In the May 2009 San Antonio appeals case of Cantu v. Frito-Lay, Inc., the employer beat a discrimination charge by a former employee because the company kept good records of the kinds of disciplinary action applied to employee misconduct and the reasons such actions were taken.

I often advise employers to keep a running log of each time the company issues a written warning, a suspension or a termination so that it is clear whether employees are being treated equally for similar misbehaviors. The Cantu case provides a good example of the importance of that information.

Kirk Cantu worked as a route salesman for Frito-Lay. He stocked bags of chips in HEB grocery stores. He was seen by a store employee tampering with the “sell by” dates on bags of chips that were later found to be stale. He was banned from servicing any HEB stores at the insistence of HEB, which led to his termination from Frito-Lay.

Cantu sued for gender discrimination, comparing his situation to that of Sandra Casso, a route salesman for Frito-Lay who serviced one HEB store. Casso was related to the store manager and told the store personnel that the manager was pregnant. The store manager asked that Casso be reassigned to another store, but did not want Casso reprimanded. Frito-Lay allowed Casso to bid on another route rather than terminating her employment.

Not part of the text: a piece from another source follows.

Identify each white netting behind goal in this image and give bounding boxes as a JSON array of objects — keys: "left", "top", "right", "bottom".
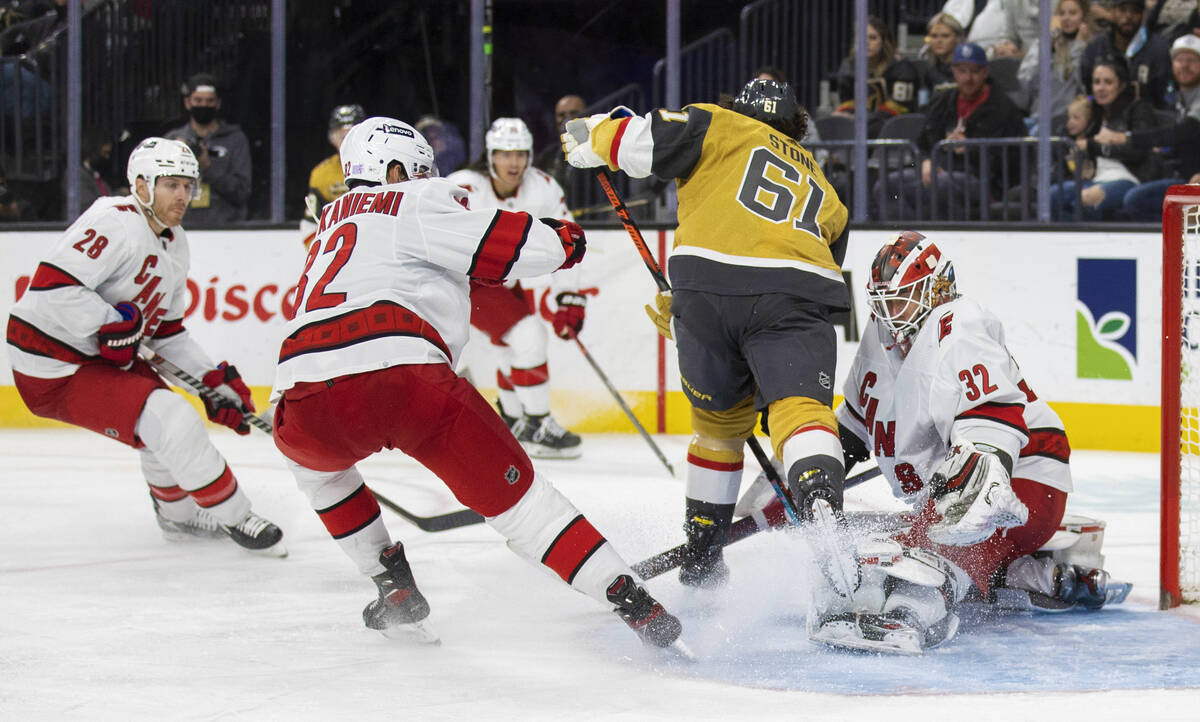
[{"left": 1164, "top": 204, "right": 1200, "bottom": 602}]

Cantu claimed that he was treated differently than a similarly-situated female who had also been barred from servicing an HEB account, and therefore argued that he had been discriminated against on the basis of his age and gender (Cantu was 53 and Casso was under 40).

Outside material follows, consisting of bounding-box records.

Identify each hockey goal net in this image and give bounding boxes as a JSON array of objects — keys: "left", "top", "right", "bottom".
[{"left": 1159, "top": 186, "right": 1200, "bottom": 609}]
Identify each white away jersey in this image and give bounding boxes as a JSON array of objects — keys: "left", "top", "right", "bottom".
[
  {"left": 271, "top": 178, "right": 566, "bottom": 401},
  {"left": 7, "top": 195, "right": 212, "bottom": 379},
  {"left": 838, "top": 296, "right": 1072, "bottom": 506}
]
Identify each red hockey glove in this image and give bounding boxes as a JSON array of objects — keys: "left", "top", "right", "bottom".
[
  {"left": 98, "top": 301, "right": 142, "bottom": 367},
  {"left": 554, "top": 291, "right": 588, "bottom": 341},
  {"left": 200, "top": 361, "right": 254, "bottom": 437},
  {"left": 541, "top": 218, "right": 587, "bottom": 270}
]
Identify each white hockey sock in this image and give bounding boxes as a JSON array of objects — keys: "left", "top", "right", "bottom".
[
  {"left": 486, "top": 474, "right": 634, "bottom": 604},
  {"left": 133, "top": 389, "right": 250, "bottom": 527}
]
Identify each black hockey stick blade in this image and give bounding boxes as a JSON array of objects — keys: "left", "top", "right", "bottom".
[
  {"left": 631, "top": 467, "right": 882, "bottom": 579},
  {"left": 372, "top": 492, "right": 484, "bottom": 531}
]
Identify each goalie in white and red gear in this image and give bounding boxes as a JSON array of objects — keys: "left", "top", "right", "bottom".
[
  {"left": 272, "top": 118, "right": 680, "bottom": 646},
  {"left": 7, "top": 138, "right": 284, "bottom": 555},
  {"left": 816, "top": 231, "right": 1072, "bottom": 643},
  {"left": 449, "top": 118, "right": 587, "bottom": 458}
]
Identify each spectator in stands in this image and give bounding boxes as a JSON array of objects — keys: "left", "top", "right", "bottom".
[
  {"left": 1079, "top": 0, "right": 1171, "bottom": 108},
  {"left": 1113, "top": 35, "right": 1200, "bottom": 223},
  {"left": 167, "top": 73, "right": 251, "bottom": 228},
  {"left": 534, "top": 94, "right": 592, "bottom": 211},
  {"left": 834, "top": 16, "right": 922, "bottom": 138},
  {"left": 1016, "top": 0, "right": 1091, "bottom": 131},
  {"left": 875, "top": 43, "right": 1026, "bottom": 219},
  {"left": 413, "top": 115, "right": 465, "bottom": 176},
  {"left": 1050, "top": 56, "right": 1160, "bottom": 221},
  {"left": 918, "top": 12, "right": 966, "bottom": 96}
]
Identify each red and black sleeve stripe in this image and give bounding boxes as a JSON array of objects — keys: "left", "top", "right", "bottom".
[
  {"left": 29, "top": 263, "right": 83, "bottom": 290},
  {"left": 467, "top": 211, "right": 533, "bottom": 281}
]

The Texas Supreme Court has previously ruled that to be a “similarly-situated” employee for comparison purposes in discrimination cases, the circumstances must be comparable in all material respects, including similar standards, supervisors and conduct. Therefore, the court said that not only does it have to examine the ultimate disciplinary action (both barred from servicing an account, yet one was fired while the other one wasn’t) but also the underlying circumstances.

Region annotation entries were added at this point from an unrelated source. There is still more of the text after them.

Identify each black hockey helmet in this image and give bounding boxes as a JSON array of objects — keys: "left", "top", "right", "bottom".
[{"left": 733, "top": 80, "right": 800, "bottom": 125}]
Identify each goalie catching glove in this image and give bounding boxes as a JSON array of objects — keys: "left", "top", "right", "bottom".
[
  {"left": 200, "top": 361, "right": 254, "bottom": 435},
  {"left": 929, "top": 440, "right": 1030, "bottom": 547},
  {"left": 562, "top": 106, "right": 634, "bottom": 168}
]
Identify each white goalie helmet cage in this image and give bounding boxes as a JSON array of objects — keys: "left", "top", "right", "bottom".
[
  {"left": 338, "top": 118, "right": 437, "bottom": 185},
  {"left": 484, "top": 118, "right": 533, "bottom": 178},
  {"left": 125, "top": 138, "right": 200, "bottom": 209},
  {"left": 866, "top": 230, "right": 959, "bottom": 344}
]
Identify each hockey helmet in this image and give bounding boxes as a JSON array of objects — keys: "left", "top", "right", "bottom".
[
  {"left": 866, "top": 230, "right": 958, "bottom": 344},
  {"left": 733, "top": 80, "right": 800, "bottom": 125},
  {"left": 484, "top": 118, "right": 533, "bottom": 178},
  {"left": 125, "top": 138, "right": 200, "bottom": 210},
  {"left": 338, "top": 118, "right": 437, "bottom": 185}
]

In other words, to prove discrimination because of disparate disciplinary measures, the plaintiff has to prove that the misconduct he engaged in was nearly identical to that engaged in by a female that the company retained. Cantu was unable to demonstrate that Casso’s misconduct was nearly as serious as his, and therefore he was unable to demonstrate discrimination.

How does an employer assure that it can successfully defend such cases? By making and keeping very good records of the reasons that each employee was fired (or not fired) for misconduct and then showing the court that the employer has been consistent in applying disciplinary measures across all ages, races, genders, etc.

That requires a good log that each manager can access and review before deciding what disciplinary measures to take in an individual situation. If the log were to show that three people before were fired for lying on an application, then the manager would know that lying on an application is a firing offense.

However if the log showed that only the employees who lied about relevant past employment (by claiming experience they didn’t really have) had been fired, while those who lied about schooling (by claiming they had a high school diploma when they only had a GED) had not, the manager will have direction about which offenses are considered serious firing offenses and which are not as serious.

You can’t rely on all of your managers to know of or remember what disciplinary action was taken with each employee, or even the circumstances surrounding the misconduct. But it is easy enough to create a running log that each of them can access and add to as part of the normal disciplinary process. This simple step could assure a win if the company battles a claim of discrimination.